What Happens When a Child Refuses to Visit a Non-Custodial Parent?
One of the reasons DBMA Family Law exists is to help individuals and families understand their rights and responsibilities. We work together to guide our clients to create outcomes that are in the best interest of those most affected.
This is especially important when it comes to the children affected by the dissolution of a marriage or the separation of their unmarried parents. The legal world could be described as one that is focused on the just and logical side of legal questions, yet the issues related to family law are often emotionally-driven.
In our work at DBMA Family Law, we strive to consider the emotional underpinnings and practical impact of these cases, while using our legal expertise to provide those we represent the best legal counsel possible so that we can work together to create durable outcomes that give you peace of mind. We want you to be confident that your decisions are in your and your children’s best interests.
My child is refusing to visit my ex — what do I do?
Parenting plans, even in the best of circumstances, can be incredibly difficult for those adults co-parenting a child with an ex-partner, and those difficulties can extend to the children, as well.
Sometimes children have an affinity for one parent over another, or they possess resentment toward one of their parents for the dissolution of their family, and, of course, some children have genuine fears of potential physical or emotional trauma should they be forced to visit their other parent.
So what does one do if their child is refusing to visit their parent during the legally ordered times? This can put a parent in a very precarious situation. You want to follow the guidelines of the parenting plan, help your child foster a healthy relationship with the other parent, and do what’s in the best interest of your child, but, for a number of reasons, this might not always go smoothly. And, from a legal standpoint, violating a court-ordered schedule could result in legal and financial consequences.
Parenting plans can be updated through a modification proceeding, but until a court ordered plan is modified, that Court order remains in effect and absent special circumstances the order should be followed. .
Forcing a child to visit a parent they are adamantly opposed to seeing is stressful for everyone involved, but there are steps you can take in order to protect all involved as you work toward a solution.
One is ensuring that you document all attempts to maintain the parenting plan ordered by the court. Dates, times, details regarding the refusal, as well as any written or electronic communications from all parties involved can become important evidence.
Another is counseling for your child, or even counseling for you, your child, and your ex-partner. Creating a safe space where your child can openly express their feelings and reasoning for not wanting to visit their other parent — especially after repeated visits so that the counselor or psychologist can gain a clear understanding of your child and your family situation — can help your family come to a resolution, whether it be updating your parenting plan or possibly healing the strife between child and parent.
Again, “What is in the best interest of the child?” always lies at the heart of the court’s decision making in these situations. Painting the clearest picture of your child’s experience will help the judge make that determination, and having the objective perspective of a family counselor might make the decision that much easier for them to reach.
More about child custody and parenting plans
How legal custody is established
When it comes to those families with children who are dissolving their marriage or legal partnership or ending a parenting relationship, custody and parenting time arrangements must be considered and resolved for the best interest of the children.
The petitioner (the parent who files the petition through their legal counsel) will serve the respondent (the parent who receives the petition) with a petition for dissolution or the petition to establish custody, parenting time, and/or child support, giving the respondent and their attorney 30 days to provide a timely response.
When it comes to establishing legal custody, the court will then take a variety of factors under consideration, as legal custody is the determination of final authority in making major decisions in the child’s life.
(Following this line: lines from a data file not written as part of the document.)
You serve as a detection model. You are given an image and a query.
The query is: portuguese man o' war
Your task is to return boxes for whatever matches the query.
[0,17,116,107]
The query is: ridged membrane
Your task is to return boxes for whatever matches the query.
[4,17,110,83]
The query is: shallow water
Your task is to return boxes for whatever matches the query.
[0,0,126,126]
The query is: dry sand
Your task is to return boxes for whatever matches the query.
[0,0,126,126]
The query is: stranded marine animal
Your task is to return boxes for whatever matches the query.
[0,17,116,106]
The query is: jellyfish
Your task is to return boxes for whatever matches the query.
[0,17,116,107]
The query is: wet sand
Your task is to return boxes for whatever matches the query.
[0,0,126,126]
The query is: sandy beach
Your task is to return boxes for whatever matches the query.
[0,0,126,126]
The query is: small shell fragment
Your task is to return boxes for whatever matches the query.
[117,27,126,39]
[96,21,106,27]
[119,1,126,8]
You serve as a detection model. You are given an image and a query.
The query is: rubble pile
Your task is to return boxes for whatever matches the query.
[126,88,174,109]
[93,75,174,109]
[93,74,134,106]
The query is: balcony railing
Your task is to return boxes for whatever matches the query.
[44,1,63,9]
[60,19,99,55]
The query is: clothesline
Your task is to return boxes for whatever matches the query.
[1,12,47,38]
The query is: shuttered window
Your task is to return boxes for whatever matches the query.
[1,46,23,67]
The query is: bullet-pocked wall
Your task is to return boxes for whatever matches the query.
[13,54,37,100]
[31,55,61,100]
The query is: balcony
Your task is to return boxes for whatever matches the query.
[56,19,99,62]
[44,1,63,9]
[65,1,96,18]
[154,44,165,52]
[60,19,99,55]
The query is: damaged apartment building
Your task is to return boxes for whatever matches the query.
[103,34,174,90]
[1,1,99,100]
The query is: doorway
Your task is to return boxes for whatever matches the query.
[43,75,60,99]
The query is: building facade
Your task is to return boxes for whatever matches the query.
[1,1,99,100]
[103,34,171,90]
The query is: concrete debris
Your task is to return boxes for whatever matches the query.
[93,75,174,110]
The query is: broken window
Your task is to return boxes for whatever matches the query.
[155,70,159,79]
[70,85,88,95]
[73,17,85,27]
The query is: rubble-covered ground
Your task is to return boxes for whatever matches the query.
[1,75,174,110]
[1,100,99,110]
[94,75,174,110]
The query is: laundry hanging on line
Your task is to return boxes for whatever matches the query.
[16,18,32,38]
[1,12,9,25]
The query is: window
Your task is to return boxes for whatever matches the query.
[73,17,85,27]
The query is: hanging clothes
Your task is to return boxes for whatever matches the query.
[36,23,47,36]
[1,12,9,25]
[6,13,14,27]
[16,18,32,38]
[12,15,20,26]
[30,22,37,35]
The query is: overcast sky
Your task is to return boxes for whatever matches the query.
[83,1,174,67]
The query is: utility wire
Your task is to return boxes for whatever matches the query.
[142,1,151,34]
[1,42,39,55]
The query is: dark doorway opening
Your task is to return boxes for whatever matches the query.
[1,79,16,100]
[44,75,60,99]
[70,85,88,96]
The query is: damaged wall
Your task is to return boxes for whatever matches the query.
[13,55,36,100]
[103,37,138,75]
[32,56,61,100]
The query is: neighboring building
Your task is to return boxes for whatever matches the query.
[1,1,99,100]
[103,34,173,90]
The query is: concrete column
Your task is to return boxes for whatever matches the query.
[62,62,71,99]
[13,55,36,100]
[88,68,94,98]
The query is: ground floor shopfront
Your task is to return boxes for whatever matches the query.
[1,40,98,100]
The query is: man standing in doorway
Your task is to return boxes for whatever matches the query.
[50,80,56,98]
Major decisions would be those in regard to education, healthcare, religion, and even where the child lives.
Factors the court considers will include (but not be limited to) a child’s emotional bonds to family; each parent’s interest and attitude in parenting and continuing to rear their child; any history of abuse in the household; the individual parents’ ability and willingness to foster an ongoing relationship between the child and the other parent; and the child’s preference, though it should be noted that the child’s preference, while heard in most cases, is hardly the deciding factor in cases of custody.
Though many think that the family court gives special consideration to mothers over fathers in terms of custody, parenting time, and child support, Oregon law requires that each parent or guardian be considered by the same standard.
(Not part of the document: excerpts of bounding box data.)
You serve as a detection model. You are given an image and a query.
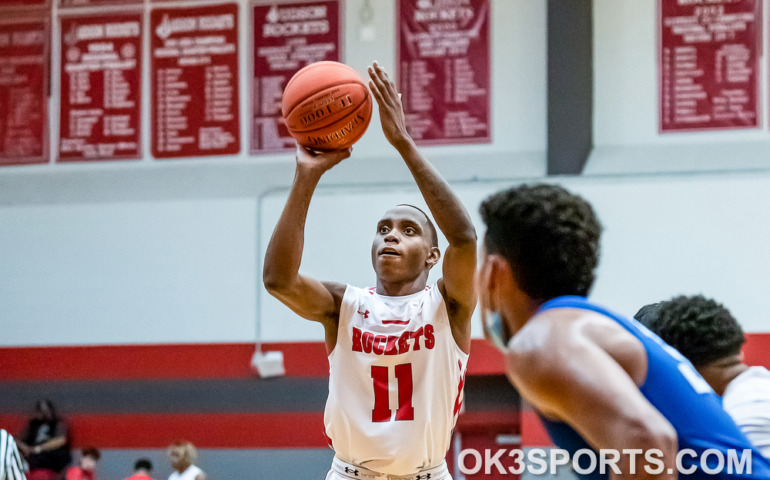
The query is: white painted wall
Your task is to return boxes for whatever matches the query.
[0,0,770,346]
[258,172,770,341]
[0,0,546,346]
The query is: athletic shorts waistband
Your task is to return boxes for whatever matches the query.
[332,457,449,480]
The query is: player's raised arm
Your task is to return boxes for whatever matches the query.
[369,62,476,352]
[262,146,350,330]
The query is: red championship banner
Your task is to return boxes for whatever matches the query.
[58,0,144,8]
[58,12,142,162]
[658,0,762,133]
[397,0,492,145]
[0,0,50,13]
[0,20,50,165]
[150,3,241,158]
[251,0,342,153]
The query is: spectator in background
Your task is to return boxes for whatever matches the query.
[18,400,72,480]
[67,447,102,480]
[634,295,770,458]
[121,458,153,480]
[168,440,206,480]
[0,429,26,480]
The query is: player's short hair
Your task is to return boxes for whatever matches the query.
[168,440,198,464]
[396,203,438,248]
[81,447,102,460]
[634,295,746,367]
[480,184,602,302]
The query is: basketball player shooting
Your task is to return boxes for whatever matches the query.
[263,62,476,480]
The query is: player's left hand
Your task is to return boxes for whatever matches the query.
[369,62,409,147]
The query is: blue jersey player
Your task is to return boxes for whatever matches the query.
[479,185,770,479]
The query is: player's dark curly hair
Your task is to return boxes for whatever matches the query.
[634,295,746,367]
[481,184,602,302]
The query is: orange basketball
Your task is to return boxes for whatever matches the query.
[281,61,372,151]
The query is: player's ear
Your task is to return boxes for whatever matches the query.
[425,247,441,270]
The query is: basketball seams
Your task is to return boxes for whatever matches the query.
[281,61,374,151]
[283,83,371,133]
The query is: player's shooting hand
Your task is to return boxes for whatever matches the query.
[297,144,353,173]
[369,62,409,148]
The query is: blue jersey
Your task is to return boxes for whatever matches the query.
[540,297,770,480]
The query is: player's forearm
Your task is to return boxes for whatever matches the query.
[262,168,321,291]
[395,137,476,245]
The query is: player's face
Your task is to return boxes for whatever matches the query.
[372,205,435,282]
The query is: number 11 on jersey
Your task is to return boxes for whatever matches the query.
[372,363,414,422]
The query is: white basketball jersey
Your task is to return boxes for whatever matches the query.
[324,285,468,475]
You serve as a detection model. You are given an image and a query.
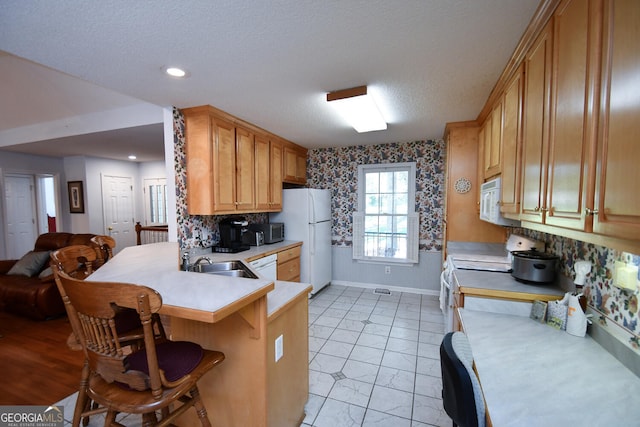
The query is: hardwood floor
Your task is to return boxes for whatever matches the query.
[0,312,84,405]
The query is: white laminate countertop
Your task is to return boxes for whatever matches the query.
[460,309,640,427]
[454,270,574,297]
[87,242,310,322]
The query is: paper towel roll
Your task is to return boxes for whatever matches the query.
[567,295,587,337]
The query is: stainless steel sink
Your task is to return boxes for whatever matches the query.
[193,260,258,279]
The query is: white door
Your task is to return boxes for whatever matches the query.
[102,175,136,252]
[4,175,38,259]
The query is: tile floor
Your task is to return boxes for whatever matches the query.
[57,285,451,427]
[303,285,451,427]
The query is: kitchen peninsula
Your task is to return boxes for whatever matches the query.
[88,242,311,427]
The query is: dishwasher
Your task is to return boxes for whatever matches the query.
[249,254,278,280]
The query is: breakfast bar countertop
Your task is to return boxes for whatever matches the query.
[87,242,274,322]
[460,309,640,427]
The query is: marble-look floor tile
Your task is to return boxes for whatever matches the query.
[309,353,347,374]
[416,357,442,378]
[413,394,451,426]
[349,345,384,365]
[389,326,420,341]
[329,378,373,408]
[414,374,442,399]
[303,393,326,425]
[309,369,336,397]
[387,338,418,356]
[362,323,391,337]
[313,399,365,427]
[418,342,440,359]
[329,329,360,344]
[342,359,380,384]
[319,340,353,359]
[357,332,388,350]
[369,385,413,419]
[338,319,364,332]
[381,351,416,372]
[362,409,411,427]
[376,366,415,392]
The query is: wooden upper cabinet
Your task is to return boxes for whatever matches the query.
[269,139,284,212]
[183,108,216,215]
[545,0,602,231]
[282,143,307,185]
[520,19,553,222]
[500,66,524,218]
[593,0,640,242]
[484,101,502,179]
[235,127,256,211]
[212,117,236,214]
[256,134,282,212]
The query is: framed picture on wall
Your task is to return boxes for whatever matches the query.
[67,181,84,213]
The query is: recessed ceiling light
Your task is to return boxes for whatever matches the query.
[164,67,187,77]
[327,86,387,133]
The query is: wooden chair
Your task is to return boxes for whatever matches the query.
[51,246,166,427]
[51,262,224,426]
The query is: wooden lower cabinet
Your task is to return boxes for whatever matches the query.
[277,246,300,282]
[267,294,309,427]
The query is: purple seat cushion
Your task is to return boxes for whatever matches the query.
[114,308,142,335]
[127,341,203,381]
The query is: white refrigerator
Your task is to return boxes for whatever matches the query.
[269,188,331,294]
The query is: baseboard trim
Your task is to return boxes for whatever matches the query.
[331,280,440,297]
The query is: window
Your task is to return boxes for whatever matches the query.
[144,178,167,225]
[353,163,419,263]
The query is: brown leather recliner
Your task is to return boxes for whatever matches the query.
[0,233,95,320]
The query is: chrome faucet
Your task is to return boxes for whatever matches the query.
[193,256,213,271]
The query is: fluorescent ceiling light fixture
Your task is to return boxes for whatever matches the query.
[327,86,387,133]
[164,67,187,77]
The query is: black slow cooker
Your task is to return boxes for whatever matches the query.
[511,250,560,283]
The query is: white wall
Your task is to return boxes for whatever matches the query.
[331,246,442,295]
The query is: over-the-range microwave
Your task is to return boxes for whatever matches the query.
[480,178,520,227]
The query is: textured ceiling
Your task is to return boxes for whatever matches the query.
[0,0,538,160]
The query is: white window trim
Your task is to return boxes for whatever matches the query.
[352,162,420,264]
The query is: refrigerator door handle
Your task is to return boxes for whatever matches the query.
[309,225,316,255]
[309,192,316,224]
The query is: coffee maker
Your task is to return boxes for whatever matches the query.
[218,217,249,253]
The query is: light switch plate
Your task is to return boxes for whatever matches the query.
[276,335,284,362]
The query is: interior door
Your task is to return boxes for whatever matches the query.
[102,175,136,252]
[4,174,38,259]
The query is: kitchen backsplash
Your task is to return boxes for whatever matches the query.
[173,108,269,250]
[307,140,445,251]
[512,228,640,352]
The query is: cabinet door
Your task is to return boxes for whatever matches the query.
[255,134,270,212]
[520,21,552,223]
[185,111,216,215]
[484,102,502,179]
[593,0,640,241]
[500,67,523,217]
[212,118,236,212]
[269,140,282,212]
[236,127,256,211]
[283,144,307,184]
[545,0,599,230]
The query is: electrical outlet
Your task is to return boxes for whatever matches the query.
[276,335,284,362]
[613,261,638,291]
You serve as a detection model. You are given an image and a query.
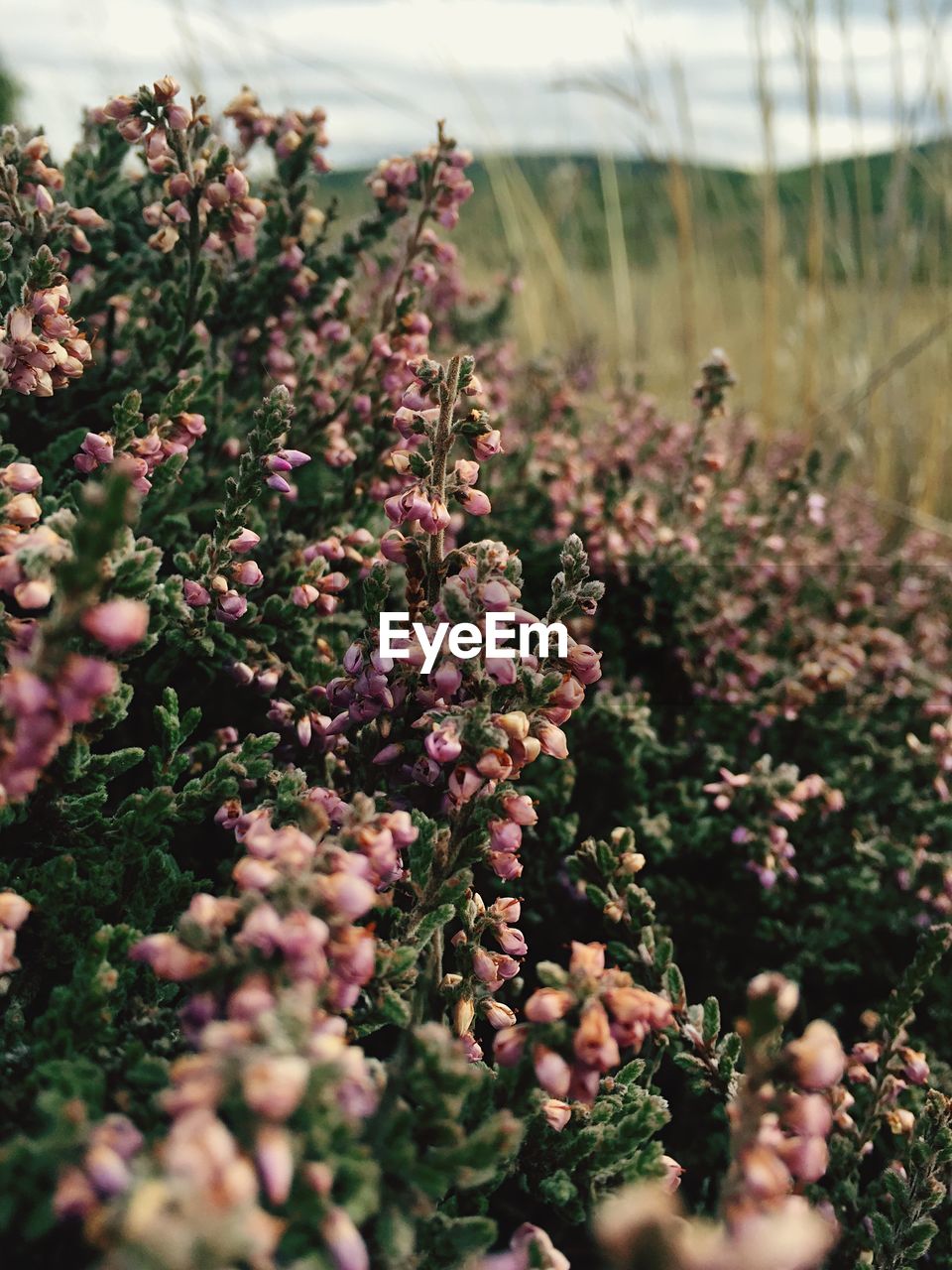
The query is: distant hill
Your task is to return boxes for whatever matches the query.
[318,140,952,276]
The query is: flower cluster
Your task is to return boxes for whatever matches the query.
[0,274,92,396]
[95,75,266,258]
[598,974,844,1270]
[495,941,675,1129]
[0,890,32,974]
[0,78,952,1270]
[704,757,843,889]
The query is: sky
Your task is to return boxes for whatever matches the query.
[7,0,952,169]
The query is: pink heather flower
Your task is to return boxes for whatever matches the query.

At the end of the day, if two parents cannot agree on custody, what the judge will ultimately decide is the question : What is in the best interest of the child?
How the court determines parenting time
Parenting plans can be ordered by the court or they can be created and agreed to by parents and their attorneys to determine when each parent will be caring for the child. This helps the child have a consistent and predictable schedule. In the state of Oregon it is preferred that parents agree on this parenting time plan, either by agreement between them or assistance from a mediator or objective third party, but the court can and will make the ultimate decision if the parents cannot come to an agreement on their own.
Even though legal custody does make plain which parent is the ultimate decider in those larger life decisions, Oregon family law does state that both parents (in most cases) may access their child’s medical and dental, counseling, school, and police records or give permission for medical care in an emergency.